Juanita Banks had a life she loved. Heartbreak didn’t hold her back. She refused to be crushed by a man, no matter how much he still turned her on.

He called. She answered because she felt she owed him one last marker. Deed done, this time it was Nita who walked away without looking back.

Having her close again, Loco would show the world his crazy before he lost her again. Even if it was the last thing he did, he was going to have Nita back.

Chapter 11

Nita

Thirteen years was long enough to convince yourself a wound had healed when all it had really done was scar over.
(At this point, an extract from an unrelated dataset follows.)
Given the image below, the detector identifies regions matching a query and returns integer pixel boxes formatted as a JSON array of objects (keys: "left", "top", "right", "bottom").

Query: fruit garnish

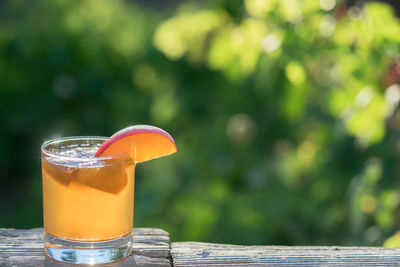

The marks were soul deep but barely visibly to anyone else. I knew they existed though.

I had learned how to live with scars.

Washington, D.C. had a way of demanding that from you—polished surfaces, sharp elbows, and the quiet understanding that everyone in the room was carrying something they didn’t talk about. I had built a career in the spaces where secrets lived. Special federal investigator. Political orders. The kind that didn’t make headlines but shifted lives anyway.

I was good at it. Clinical. Precise. Detached when I needed to be.

It was the only way I had survived losing Lamonte.

It was the only way I had survived Dante leaving.

I told myself that as the train rolled south, the city bleeding away into blur and trees, my phone face-down on my thigh like it always was when I traveled. I didn’t need distractions. I didn’t need reminders.

This weekend was about Char. My baby sister—though she’d been a mother longer than I had ever planned to be one. Kids weren’t in my future and I had accepted it. Once for a short stint I thought, maybe, but work was work and my particular job was demanding.

Char met me at the door with flour on her cheek and laughter in her voice, the house already loud with small feet and big feelings. Her husband, Elijah, lifted the youngest princess onto his hip while the oldest barreled into my legs like she was tackling a suspect twice her size.

“Aunt Nita!” she shrieked, wrapping herself around my knees.